Sur le terrain, le besoin d’un soutien ne se limite pas à la sauvegarde des revenus des soignants. Il est également essentiel d’éviter que certaines tournées deviennent moins viables, surtout dans les régions aux longues distances et à faible densité de population. « La question du carburant touche à l’organisation même des soins à domicile, » précise le Sniil.

Dans de nombreuses localités, le maintien à domicile repose sur une logistique discrète mais indispensable : des visites quotidiennes, des trajets récurrents, souvent tôt le matin ou tard le soir, sans alternative réaliste au recours à la voiture. Lorsque les prix augmentent subitement, la tension ne se ressent pas immédiatement du côté des patients.
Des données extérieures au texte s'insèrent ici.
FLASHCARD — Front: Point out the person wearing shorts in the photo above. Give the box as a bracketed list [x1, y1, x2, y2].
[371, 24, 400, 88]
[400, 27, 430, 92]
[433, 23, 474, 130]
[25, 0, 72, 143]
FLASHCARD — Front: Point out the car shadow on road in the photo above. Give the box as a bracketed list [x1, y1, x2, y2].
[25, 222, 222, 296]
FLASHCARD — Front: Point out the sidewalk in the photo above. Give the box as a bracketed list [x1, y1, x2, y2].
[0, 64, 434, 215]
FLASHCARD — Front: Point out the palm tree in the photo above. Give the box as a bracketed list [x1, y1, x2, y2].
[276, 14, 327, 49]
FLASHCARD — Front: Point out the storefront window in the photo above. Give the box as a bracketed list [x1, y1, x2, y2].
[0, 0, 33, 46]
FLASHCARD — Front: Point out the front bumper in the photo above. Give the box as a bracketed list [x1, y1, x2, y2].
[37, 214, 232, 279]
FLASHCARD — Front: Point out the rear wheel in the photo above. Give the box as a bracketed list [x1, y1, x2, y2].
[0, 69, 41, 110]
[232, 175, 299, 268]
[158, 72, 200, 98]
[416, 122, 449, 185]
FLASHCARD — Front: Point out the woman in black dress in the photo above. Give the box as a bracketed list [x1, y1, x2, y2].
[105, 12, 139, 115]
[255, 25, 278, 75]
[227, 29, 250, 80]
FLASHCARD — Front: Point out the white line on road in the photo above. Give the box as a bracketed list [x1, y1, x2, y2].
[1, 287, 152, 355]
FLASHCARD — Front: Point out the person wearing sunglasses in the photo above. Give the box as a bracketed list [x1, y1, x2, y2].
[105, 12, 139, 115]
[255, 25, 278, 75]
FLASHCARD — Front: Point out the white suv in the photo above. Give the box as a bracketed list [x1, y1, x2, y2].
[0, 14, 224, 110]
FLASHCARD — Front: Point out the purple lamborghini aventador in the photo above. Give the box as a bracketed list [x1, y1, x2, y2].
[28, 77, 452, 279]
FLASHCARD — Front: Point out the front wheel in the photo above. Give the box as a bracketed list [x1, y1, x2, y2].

Elle se traduit plutôt par une activité moins rentable, une pression accrue sur les emplois du temps ou un découragement dans les zones déjà difficiles à atteindre.

Le précédent établi par les aides accordées à d’autres secteurs renforce l’idée que soutenir les soignants serait politiquement cohérent. Reste à déterminer sous quelle forme cela pourrait se concrétiser : compensation directe pour le carburant, ajustement des indemnités de déplacement, ou coordination avec les discussions en cours avec l’Assurance maladie. À ce stade, le gouvernement n’a pas encore fourni de détails, mais l’attention portée à cette question est en nette augmentation.